Key is to regularly water newly-planted plants, at least bimonthly for two months. Grapes differ from other fruiting plants in that their roots grow deep, so a thorough watering is necessary. It is also important to ensure adequate spacing (1.8-2.7m) between vines, depending on what planting system you use.
Dig a hole twice the radius of the rootball. Before planting, drench the rootball. Place the pot in the hole, ensuring it sits no lower than an inch below ground.
Fill the hole with a mix of compost and garden soil, and add fertiliser and mycorrhizal fungi. Do not compress the soil. Give your plant a good watering. Add mulch on top whether bark and wood chippings, compost, manure, leaf-mould and stones. Make sure mulch doesn't touch the stem.
Grape vines can be challenging to grow, depending on your location and its sunlight hours. Below we address some common queries:
- Hardiness: while grapes originate from the Mediterranean and Central Asia, they are hardy enough to survive the UK's winters, although can suffer from frost damage.
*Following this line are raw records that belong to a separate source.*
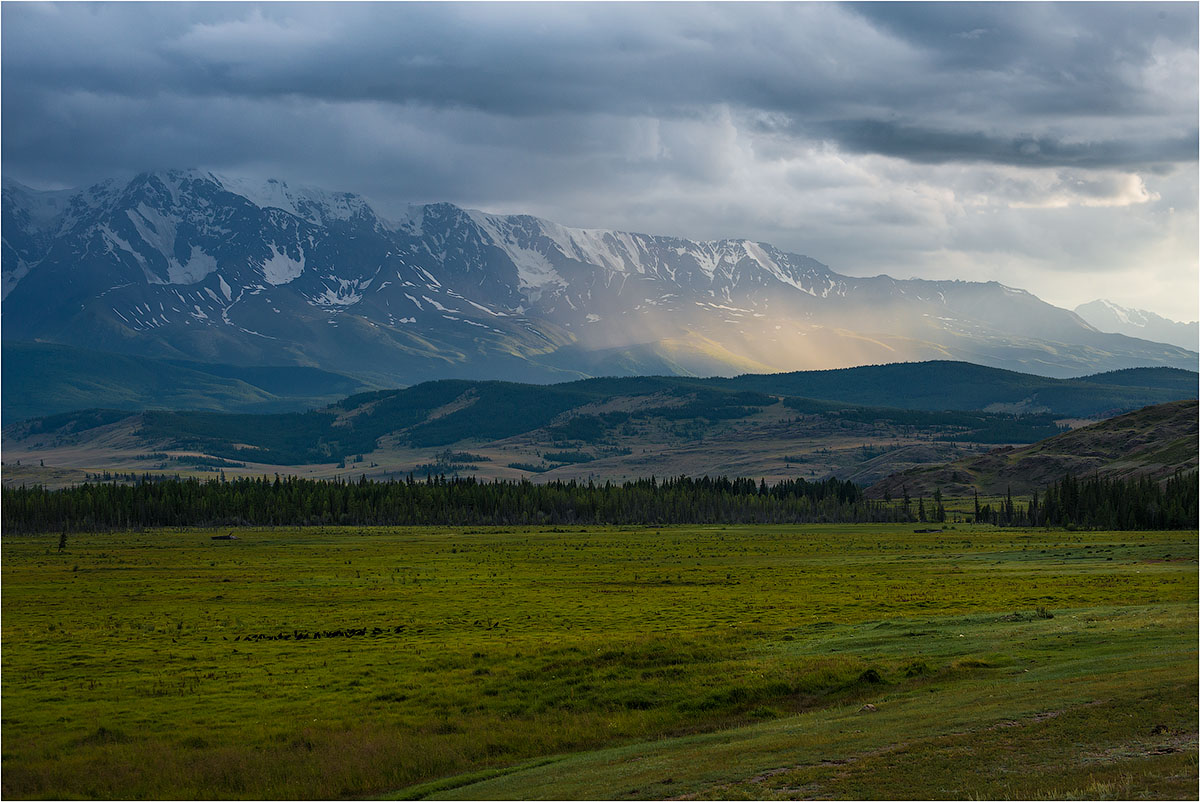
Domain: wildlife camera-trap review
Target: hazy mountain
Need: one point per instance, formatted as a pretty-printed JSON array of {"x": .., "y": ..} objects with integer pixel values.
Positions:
[
  {"x": 1107, "y": 316},
  {"x": 201, "y": 267}
]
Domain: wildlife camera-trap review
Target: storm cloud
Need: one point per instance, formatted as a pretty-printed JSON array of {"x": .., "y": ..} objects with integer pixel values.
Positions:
[{"x": 1051, "y": 147}]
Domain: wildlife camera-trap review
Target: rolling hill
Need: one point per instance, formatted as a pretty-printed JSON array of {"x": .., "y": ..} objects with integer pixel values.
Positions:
[
  {"x": 43, "y": 379},
  {"x": 604, "y": 428},
  {"x": 1155, "y": 442}
]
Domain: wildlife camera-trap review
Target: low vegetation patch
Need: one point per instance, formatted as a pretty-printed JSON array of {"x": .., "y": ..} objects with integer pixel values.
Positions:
[{"x": 588, "y": 662}]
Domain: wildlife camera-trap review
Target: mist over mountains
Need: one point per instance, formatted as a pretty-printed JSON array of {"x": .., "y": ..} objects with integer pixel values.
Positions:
[
  {"x": 186, "y": 264},
  {"x": 1107, "y": 316}
]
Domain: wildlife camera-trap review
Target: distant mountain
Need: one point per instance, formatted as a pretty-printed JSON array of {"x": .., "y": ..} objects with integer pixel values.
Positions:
[
  {"x": 1107, "y": 316},
  {"x": 186, "y": 264},
  {"x": 1153, "y": 442},
  {"x": 42, "y": 379}
]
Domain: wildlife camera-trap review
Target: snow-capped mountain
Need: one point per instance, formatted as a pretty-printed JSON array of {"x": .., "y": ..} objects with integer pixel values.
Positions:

To avoid this, be sure to plant in a south-facing location.
- Position: in the UK, the greatest barrier to successful fruiting is a lack of sunlight, so planting in full sun is recommended, especially in the case of grapes. Planting your vine in a sheltered spot will help prevent uprooting and allow it to put more resources into fruiting.
- Soil Types: grape vines benefit from deep soils, but 3ft is adequate, and every plant will adapt to its conditions. The fertility and granularity of the soil determines fruit size, but small fruit size is not necessarily a negative with grapes, as grapes with larger skin to juice ratios are perfect for winemaking. Waterlogged soils will starve your vine of oxygen, which plays a key role in photosynthesis, cause its roots to rot and create the perfect environment for many diseases.